Loving the pics Lorraine, and the recipe! Mouth watering!
I made a noise out loud when i saw this, gorgoeus!!!
My mouth is watering looking at these pictures,yum!: )
How long would you advise to cook the pasta sheets for? Can’t wait to try this, thank you!
cheers Donal:)
Rach – I was wondering what that noise was:)
IFL – welcome:) Cook them until aldente, with a little bite to them as you will be cooking them again in the oven so don’t worry if you even undercook them a little. Let me know how you get on:)
I’ve yet to try preparing “calleloni”, but (again) an excellent show of Italian cuisine. Already (again) looking forward to the next post.
Ooooh, I LIKE that… lovely and hearty. I never make this kind of thing, because it involves too many stages, and I just want it right NOW!
Happy New Year!
Wow that’s a really good way to make cannelloni! What I do is actually add a dash of brown sugar to the sauce, then layer the bottom of the dish with parchment paper and spray a small layer of Pam so nothing sticks. That way you can have full pieces and nothing has to be cut in half (for aesthetics of course!)
Hi Lorraine, I’m new to your blog, but am enjoying it immensely. I make what I call “Inside Out Ravioli”. I make a thick meat sauce, throw in a handful of Parmesan & pop it in the fridge to chill. Then I put a teaspoon of the sauce on top of small, square wonton wrapers & seal them up. I cook them, then sprinkle a little more cheese on top.
Lor, I’m drooling over this, all of a sudden I just got hunger pains!! Oh, can I borrow your camera?? Forever!
Lars – thanks for your nice comments as always:)

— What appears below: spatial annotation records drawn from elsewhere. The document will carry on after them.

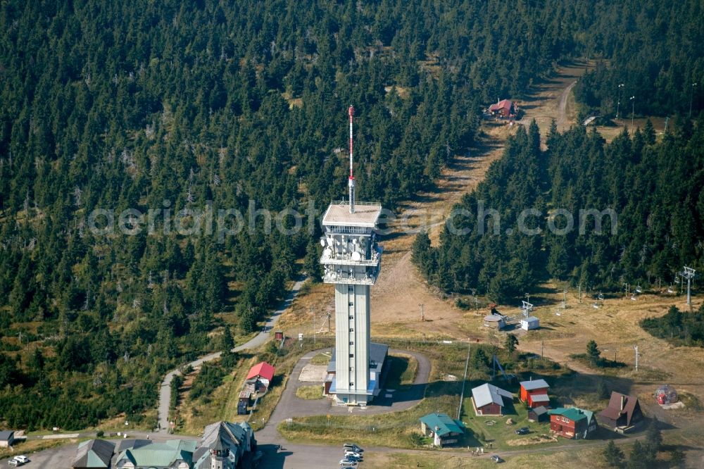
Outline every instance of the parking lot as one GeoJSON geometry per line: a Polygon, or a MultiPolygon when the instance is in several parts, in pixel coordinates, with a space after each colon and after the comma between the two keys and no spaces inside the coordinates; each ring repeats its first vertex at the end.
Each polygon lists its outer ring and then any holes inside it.
{"type": "MultiPolygon", "coordinates": [[[[20,467],[27,469],[43,468],[45,469],[70,469],[76,455],[76,444],[66,444],[45,449],[37,453],[27,454],[30,462],[20,467]]],[[[0,460],[0,468],[9,468],[7,462],[11,458],[0,460]]]]}

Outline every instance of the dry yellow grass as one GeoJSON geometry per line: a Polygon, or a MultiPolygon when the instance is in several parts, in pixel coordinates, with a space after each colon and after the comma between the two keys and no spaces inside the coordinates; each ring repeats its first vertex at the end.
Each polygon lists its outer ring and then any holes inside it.
{"type": "MultiPolygon", "coordinates": [[[[432,67],[432,61],[425,64],[432,67]]],[[[565,89],[589,67],[591,64],[576,63],[564,67],[558,76],[540,84],[529,100],[521,106],[526,110],[524,122],[535,118],[543,135],[553,119],[560,129],[574,123],[577,106],[573,97],[565,89]]],[[[642,121],[644,123],[644,120],[642,121]]],[[[656,131],[664,123],[654,120],[656,131]]],[[[501,345],[504,332],[492,332],[482,325],[486,311],[473,309],[463,311],[456,308],[453,299],[429,287],[419,275],[410,262],[410,249],[415,233],[406,228],[415,228],[422,224],[434,225],[444,220],[454,203],[464,194],[472,190],[480,181],[491,161],[501,154],[503,142],[515,132],[517,126],[486,123],[482,126],[484,136],[481,146],[470,151],[469,156],[458,156],[455,162],[446,168],[437,184],[437,189],[419,194],[415,201],[403,204],[401,208],[409,215],[391,224],[393,236],[383,241],[385,249],[382,274],[377,284],[372,288],[372,335],[397,338],[421,339],[471,337],[481,342],[501,345]],[[420,304],[425,305],[426,321],[420,318],[420,304]]],[[[436,225],[430,232],[431,240],[437,242],[441,225],[436,225]]],[[[656,384],[662,382],[677,383],[678,389],[704,401],[704,349],[674,347],[667,342],[651,337],[639,325],[644,317],[664,314],[673,304],[683,306],[681,297],[677,299],[663,295],[641,295],[636,301],[629,299],[608,299],[602,308],[593,307],[592,300],[582,303],[577,299],[577,292],[570,291],[567,308],[558,311],[562,300],[562,285],[546,284],[541,288],[539,295],[532,296],[537,305],[535,315],[541,322],[542,329],[521,334],[519,349],[540,354],[555,361],[567,364],[582,373],[588,381],[601,379],[602,370],[590,369],[570,358],[572,354],[583,353],[586,342],[593,339],[604,350],[604,355],[612,358],[616,351],[620,361],[627,363],[626,368],[609,371],[610,382],[623,391],[630,391],[641,397],[646,413],[655,412],[658,417],[668,418],[653,405],[651,395],[656,384]],[[557,315],[556,312],[560,315],[557,315]],[[632,367],[633,345],[638,344],[640,352],[639,370],[632,367]],[[627,388],[627,389],[626,389],[627,388]]],[[[593,293],[593,292],[592,292],[593,293]]],[[[284,314],[282,324],[293,332],[312,331],[313,313],[322,325],[327,311],[334,311],[333,290],[329,285],[315,285],[301,296],[294,308],[284,314]],[[312,308],[312,309],[311,309],[312,308]],[[311,311],[313,313],[311,313],[311,311]]],[[[696,306],[701,299],[695,296],[696,306]]],[[[501,305],[500,311],[509,315],[518,313],[518,305],[501,305]]],[[[332,325],[334,327],[334,317],[332,325]]],[[[317,325],[319,328],[320,325],[317,325]]],[[[326,329],[327,330],[327,329],[326,329]]],[[[577,404],[587,406],[603,403],[579,397],[577,404]]],[[[700,411],[686,412],[680,417],[684,425],[696,425],[700,411]]]]}
{"type": "Polygon", "coordinates": [[[322,385],[310,384],[310,386],[301,386],[296,389],[296,396],[302,399],[313,401],[322,399],[322,385]]]}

afos – welcome back, you’ve been missed. It takes a while alright!
dominos – welcome, what’s Pam? mine always stick.
Liz – welcome, glad you’re enjoying the blog:) That sounds really nice, I must try open pasta sometime.

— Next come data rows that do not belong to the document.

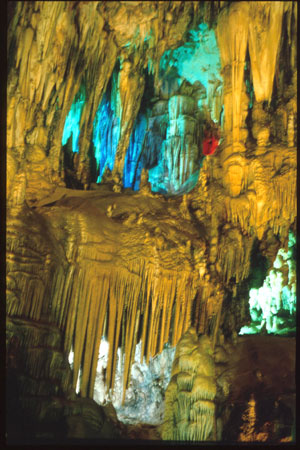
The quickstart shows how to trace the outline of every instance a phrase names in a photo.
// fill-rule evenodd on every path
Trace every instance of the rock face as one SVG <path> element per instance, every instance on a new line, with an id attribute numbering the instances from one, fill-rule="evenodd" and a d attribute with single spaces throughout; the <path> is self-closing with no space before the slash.
<path id="1" fill-rule="evenodd" d="M 274 278 L 296 231 L 297 3 L 15 2 L 8 12 L 8 437 L 137 437 L 92 400 L 101 341 L 106 394 L 120 363 L 124 402 L 137 345 L 149 363 L 178 344 L 176 371 L 192 327 L 196 347 L 199 335 L 224 347 L 229 381 L 223 394 L 216 384 L 211 398 L 195 394 L 194 418 L 183 424 L 182 407 L 163 437 L 265 440 L 251 422 L 258 391 L 228 409 L 238 374 L 227 350 L 250 323 L 250 289 Z M 209 135 L 219 146 L 204 158 Z M 278 304 L 287 289 L 295 296 L 289 258 Z M 208 358 L 212 378 L 208 347 L 195 361 Z M 197 392 L 205 367 L 183 376 Z M 280 441 L 294 387 L 285 401 L 265 380 L 279 424 L 267 439 Z M 248 417 L 241 432 L 235 414 Z"/>

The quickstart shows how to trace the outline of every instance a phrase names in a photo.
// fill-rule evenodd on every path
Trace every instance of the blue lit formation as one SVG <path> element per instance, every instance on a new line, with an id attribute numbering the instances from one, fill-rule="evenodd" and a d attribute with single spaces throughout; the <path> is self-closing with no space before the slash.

Marie – did santa not bring one?:)
Your recipe looks great. I was taught to make this by an Italian chef who was a friend of our family. She taught me to add the beschemel sauce to the filling which tastes incredible whenever I make them. I’ve never put the beschemel on top but will certainly try it. Also, when cooking the meat and the beschemel one thing you could try is adding nutmeg to both. It makes a world of difference. Your pics are great by the way. Ciao!
Great pix, great instructions. Love the blog. Making cannelloni this weekend.